From the Research
MRI for Chronic Inflammatory Demyelinating Polyneuropathy (CIDP) typically does require contrast enhancement with gadolinium for optimal diagnostic value. This is based on the most recent and highest quality study available, which highlights the importance of contrast-enhanced MRI in visualizing nerve root enhancement, a hallmark finding in CIDP 1. The standard protocol includes T1-weighted images before and after gadolinium administration, along with T2-weighted and STIR sequences.
The use of contrast agent helps to highlight areas of inflammation and breakdown of the blood-nerve barrier, making abnormal nerve roots more visible. This is particularly important for detecting thickened or enhanced nerve roots in the brachial or lumbosacral plexus regions.
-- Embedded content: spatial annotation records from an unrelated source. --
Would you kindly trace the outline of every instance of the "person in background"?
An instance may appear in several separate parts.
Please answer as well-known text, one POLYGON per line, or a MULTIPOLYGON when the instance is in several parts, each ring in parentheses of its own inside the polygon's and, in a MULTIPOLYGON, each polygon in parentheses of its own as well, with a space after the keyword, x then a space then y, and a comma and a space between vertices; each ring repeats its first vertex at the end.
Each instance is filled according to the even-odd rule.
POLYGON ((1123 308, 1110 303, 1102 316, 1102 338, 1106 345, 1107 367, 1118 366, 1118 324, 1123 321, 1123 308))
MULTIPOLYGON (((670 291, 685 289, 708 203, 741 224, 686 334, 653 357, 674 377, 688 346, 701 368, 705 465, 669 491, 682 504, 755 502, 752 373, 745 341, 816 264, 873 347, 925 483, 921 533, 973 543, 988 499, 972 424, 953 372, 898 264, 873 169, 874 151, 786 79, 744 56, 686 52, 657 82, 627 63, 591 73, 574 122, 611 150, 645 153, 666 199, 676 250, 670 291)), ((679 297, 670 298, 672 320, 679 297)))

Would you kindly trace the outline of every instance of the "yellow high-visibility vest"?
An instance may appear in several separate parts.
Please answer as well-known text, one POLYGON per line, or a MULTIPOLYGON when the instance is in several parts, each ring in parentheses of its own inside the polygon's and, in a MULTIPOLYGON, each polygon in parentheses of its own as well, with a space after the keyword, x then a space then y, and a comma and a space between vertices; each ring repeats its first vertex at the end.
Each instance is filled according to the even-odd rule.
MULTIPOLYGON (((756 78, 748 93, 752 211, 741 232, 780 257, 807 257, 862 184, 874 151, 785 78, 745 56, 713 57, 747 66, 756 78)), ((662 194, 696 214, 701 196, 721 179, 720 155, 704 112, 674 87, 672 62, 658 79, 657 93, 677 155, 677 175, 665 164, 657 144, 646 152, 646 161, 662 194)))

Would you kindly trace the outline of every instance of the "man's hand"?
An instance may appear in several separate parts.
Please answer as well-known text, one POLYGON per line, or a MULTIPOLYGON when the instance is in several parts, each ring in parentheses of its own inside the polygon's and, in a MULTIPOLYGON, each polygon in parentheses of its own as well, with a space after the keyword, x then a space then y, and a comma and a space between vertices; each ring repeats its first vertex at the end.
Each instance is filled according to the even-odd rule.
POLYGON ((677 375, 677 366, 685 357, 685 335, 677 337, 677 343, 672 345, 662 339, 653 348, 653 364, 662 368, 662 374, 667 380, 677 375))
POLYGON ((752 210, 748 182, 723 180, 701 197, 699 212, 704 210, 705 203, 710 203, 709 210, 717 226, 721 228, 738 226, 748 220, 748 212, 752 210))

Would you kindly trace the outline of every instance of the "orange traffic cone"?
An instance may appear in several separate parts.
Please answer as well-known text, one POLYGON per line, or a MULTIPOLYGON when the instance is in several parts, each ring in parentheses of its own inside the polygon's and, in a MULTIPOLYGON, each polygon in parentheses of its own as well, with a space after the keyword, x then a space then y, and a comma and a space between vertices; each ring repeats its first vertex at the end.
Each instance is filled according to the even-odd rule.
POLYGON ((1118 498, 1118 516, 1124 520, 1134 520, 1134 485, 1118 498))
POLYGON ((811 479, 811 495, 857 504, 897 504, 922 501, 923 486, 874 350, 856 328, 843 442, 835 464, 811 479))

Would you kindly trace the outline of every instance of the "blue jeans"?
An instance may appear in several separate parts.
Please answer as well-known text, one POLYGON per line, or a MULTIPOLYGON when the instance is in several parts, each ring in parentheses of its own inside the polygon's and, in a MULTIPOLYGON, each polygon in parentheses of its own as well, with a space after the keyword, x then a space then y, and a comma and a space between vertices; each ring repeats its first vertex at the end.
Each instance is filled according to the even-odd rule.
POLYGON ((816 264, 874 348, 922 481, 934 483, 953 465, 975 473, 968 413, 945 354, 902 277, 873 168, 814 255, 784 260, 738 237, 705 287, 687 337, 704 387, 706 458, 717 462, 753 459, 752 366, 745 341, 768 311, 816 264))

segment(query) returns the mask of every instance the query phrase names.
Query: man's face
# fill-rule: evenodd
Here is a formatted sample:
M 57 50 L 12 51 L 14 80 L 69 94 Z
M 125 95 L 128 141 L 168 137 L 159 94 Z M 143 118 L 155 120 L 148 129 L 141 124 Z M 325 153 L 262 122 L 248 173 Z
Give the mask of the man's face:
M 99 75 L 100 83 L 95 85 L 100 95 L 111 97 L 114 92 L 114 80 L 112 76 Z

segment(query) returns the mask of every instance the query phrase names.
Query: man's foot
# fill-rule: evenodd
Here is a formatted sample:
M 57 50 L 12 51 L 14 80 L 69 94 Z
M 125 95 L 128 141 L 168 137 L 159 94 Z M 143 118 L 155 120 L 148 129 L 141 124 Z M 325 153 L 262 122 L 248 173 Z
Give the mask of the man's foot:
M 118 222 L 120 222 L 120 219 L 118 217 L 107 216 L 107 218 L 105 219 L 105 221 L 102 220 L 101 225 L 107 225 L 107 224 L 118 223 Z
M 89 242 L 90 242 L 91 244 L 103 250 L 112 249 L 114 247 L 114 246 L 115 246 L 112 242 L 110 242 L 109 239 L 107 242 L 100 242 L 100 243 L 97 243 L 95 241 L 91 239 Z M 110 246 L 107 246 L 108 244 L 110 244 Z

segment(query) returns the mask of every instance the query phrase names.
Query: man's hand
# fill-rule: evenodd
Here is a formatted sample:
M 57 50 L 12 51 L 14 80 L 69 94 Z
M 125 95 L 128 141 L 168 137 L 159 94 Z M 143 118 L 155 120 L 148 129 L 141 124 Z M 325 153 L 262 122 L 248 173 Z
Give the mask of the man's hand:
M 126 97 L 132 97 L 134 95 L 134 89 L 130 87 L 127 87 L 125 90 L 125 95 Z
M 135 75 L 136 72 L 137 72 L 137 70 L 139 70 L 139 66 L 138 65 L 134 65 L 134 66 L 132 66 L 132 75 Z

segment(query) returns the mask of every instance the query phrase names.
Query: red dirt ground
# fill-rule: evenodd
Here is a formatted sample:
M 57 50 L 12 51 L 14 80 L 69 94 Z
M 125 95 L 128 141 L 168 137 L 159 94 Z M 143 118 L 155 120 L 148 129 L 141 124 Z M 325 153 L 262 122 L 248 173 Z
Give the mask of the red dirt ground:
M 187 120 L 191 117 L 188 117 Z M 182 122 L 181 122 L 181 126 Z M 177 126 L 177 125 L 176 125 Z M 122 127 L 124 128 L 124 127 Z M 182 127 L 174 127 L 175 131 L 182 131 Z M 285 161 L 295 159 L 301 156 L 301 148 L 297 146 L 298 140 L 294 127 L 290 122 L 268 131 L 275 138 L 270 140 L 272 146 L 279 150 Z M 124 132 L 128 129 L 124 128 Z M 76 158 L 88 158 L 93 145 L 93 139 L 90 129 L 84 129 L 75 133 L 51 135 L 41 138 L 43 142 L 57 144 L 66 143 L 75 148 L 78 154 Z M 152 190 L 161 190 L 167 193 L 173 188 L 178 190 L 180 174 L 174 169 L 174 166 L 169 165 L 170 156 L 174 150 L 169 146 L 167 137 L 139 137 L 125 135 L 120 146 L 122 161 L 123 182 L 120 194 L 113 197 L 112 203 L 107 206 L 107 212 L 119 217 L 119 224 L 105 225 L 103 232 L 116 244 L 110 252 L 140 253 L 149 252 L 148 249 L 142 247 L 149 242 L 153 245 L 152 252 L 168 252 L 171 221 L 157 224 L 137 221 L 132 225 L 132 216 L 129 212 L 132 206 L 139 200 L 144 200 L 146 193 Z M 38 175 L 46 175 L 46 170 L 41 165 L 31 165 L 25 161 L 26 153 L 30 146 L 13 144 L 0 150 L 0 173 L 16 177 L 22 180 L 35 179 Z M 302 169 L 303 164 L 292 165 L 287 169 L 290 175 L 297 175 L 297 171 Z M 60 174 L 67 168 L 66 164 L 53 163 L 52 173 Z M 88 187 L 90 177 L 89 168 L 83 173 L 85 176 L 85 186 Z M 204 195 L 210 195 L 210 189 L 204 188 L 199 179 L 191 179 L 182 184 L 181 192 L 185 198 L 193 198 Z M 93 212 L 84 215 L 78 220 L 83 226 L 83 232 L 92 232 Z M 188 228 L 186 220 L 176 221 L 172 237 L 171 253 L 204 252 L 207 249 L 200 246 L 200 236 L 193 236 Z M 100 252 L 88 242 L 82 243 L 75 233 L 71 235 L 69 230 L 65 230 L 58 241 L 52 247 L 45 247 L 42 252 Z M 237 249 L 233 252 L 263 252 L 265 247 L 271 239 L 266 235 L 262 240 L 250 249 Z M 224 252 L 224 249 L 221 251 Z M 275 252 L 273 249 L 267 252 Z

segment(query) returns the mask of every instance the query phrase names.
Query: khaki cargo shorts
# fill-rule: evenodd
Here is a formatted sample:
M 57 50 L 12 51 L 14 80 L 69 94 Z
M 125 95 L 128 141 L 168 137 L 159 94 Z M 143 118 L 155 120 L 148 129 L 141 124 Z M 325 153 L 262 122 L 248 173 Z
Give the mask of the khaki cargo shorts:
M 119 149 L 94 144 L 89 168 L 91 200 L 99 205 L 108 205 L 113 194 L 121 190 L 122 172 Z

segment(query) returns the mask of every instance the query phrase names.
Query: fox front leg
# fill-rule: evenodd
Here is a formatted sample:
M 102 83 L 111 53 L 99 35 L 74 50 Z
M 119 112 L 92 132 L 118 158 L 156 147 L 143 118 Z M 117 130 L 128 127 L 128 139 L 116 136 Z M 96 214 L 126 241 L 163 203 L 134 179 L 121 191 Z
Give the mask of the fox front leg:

While non-contrast MRI can show some structural changes like nerve enlargement, the addition of contrast significantly improves sensitivity for detecting inflammatory changes.
Some key points to consider when using MRI for CIDP diagnosis include:
- Informing the radiologist that CIDP is suspected to ensure appropriate sequences and views are obtained
- Using T1-weighted images before and after gadolinium administration, along with T2-weighted and STIR sequences
- Avoiding contrast in patients with severe kidney dysfunction (GFR < 30 mL/min) due to the risk of nephrogenic systemic fibrosis
- Considering alternative imaging approaches in patients who cannot receive contrast
It's worth noting that other studies have focused on treatment approaches for CIDP, such as the use of corticosteroids 2, 3, but these do not directly address the question of whether MRI for CIDP requires contrast. The most relevant study for this question is the one from 2016, which discusses the use of plexus MRI in the diagnosis of atypical CIDP cases 1.